O Homem Invisível chega ao século 21 ainda mais aterrorizante
Cotação: ★★★★
Do que as pessoas têm medo neste século 21? Violência? Tragédias naturais? Monstros? O maior desafio do cinema de horror atual é atualizar o conceito de medo para que os filmes não pareçam datados. Após o desastroso A Múmia, a Universal decidiu mudar o rumo dos remakes dos seus monstros clássicos. A nova adaptação de O Homem Invisível acerta em cheio ao modernizar a história clássica escrita por HG Wells em 1897.
Escrito e dirigido pelo australiano Leigh Whannell, o filme acompanha Cecilia Kass (Elisabeth Moss), uma mulher que consegue fugir de um relacionamento abusivo mas ainda sente a presença do ex-marido (Oliver Jackson-Cohen) em todos os lugares.
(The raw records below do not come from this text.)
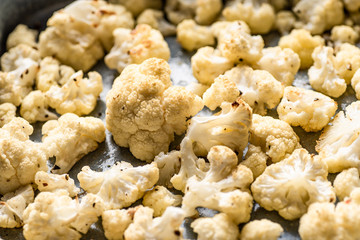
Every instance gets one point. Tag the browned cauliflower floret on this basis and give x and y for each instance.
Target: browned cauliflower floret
(144, 110)
(70, 138)
(291, 185)
(136, 46)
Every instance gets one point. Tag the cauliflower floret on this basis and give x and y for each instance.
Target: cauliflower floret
(318, 16)
(166, 227)
(156, 20)
(34, 108)
(12, 206)
(78, 95)
(339, 144)
(345, 182)
(134, 47)
(219, 227)
(121, 185)
(222, 188)
(54, 215)
(192, 36)
(236, 44)
(261, 230)
(259, 15)
(283, 64)
(207, 64)
(70, 138)
(306, 108)
(7, 113)
(258, 88)
(323, 76)
(159, 199)
(48, 182)
(302, 43)
(21, 35)
(144, 110)
(20, 157)
(291, 185)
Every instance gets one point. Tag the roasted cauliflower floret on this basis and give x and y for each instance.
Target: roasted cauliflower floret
(12, 206)
(159, 199)
(34, 107)
(219, 227)
(302, 43)
(323, 76)
(259, 15)
(291, 185)
(306, 108)
(48, 182)
(261, 230)
(70, 138)
(136, 46)
(339, 143)
(78, 94)
(121, 185)
(20, 157)
(283, 64)
(144, 110)
(192, 36)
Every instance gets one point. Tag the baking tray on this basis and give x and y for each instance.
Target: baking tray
(35, 13)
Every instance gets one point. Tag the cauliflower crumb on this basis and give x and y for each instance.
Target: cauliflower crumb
(261, 230)
(159, 199)
(302, 43)
(306, 108)
(70, 138)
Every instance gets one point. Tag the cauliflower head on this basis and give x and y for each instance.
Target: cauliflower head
(144, 110)
(323, 76)
(70, 138)
(302, 43)
(121, 185)
(291, 185)
(306, 108)
(339, 143)
(135, 46)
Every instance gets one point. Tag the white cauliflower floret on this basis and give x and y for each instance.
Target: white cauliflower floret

A cena inicial que acompanha a personagem fugindo de uma casa supermonitorada é um bom startpara uma história que tira o fôlego em diversos momentos.
É certeira a proposta de trabalhar com um tema tão delicado, principalmente para o público feminino. Como a ameaça do filme não pode ser vista quem assiste a ele acaba se colocando no lugar da protagonista, sempre questionando o que vê e o que escuta. Relacionamentos abusivos são muito marcados pela manipulação da realidade e em O Homem Invisível a audiência sente o mesmo medo e confusão de Cecilia enquanto a história desenrola. A capacidade de trazer o público para dentro do filme deve-se muito à grande atuação de Elisabeth Moss, que carrega boa parte das cenas sozinha e sem problema algum. O terror nos olhos da atriz olhando para o canto do quarto ou para uma poltrona são de acelerar qualquer coração.
Juntamente de uma bela trilha sonora, que eleva os momentos de tensão, a narrativa prende a todo momento. Mesmo quando “segredos” começam a ser revelados, a qualidade e o ritmo não caem. A próxima cena sempre consegue surpreender. Whannell, já experiente no terror (Jogos Mortais, Sobrenatural), consegue equilibrar sustos e calmaria, deixando sempre uma expectativa angustiante pela próxima surpresa.
Desde que foge da casa onde costumava morar com o marido, Cecilia apresenta sinais de instabilidade, mesmo antes da real perseguição começar. Sintoma comum em vítimas do abuso sofrido por ela, esta foi uma sacada inteligente para construção da protagonista, que desde o começo passa a imagem de não estar 100% bem mentalmente para os outros personagens.
Enquanto na primeira adaptação para o cinema em 1933, o foco foi o cientista e como sua invenção o levou à loucura, em 2020 Leigh Whannell escolheu outra opção. As consequências de uma invenção que deixa alguém invisível (especialmente alguém louco) são perversas em suas vítimas. A violência do filme não é gráfica: é psicológica.Cecilia vai murchando cena após cena e quem assiste a isso sente a dor de cada de golpe. O mais cruel de todo o filme é sua semelhança com a realidade. O sociopata narcisista vivido por Oliver Jackson-Cohen está em diversos lugares; por mais que mulheres denunciem, muitos parecem não ver. Essa parece ser a verdadeira ameaça invisível.
Este O Homem Invisível é um ótimo respiro para o cinema de terror. Simples e certeiro, ele aterroriza com uma violência triste e cotidiana. O diretor é um dos seletos que entendeu que o medo não precisa ser apenas fantasioso. Fora das telas, o terror também é de tirar o sono
O Homem Invisível (The Invisble Man, Austrália/EUA, 2020). Direção e roteiro: Leigh Whannell. Com Elisabeth Moss, Oliver Jackson-Cohen, Harriet Dyer. Universal Pictures. 124 minutos. Estreia nos cinemas brasileiros: 27 de fevereiro.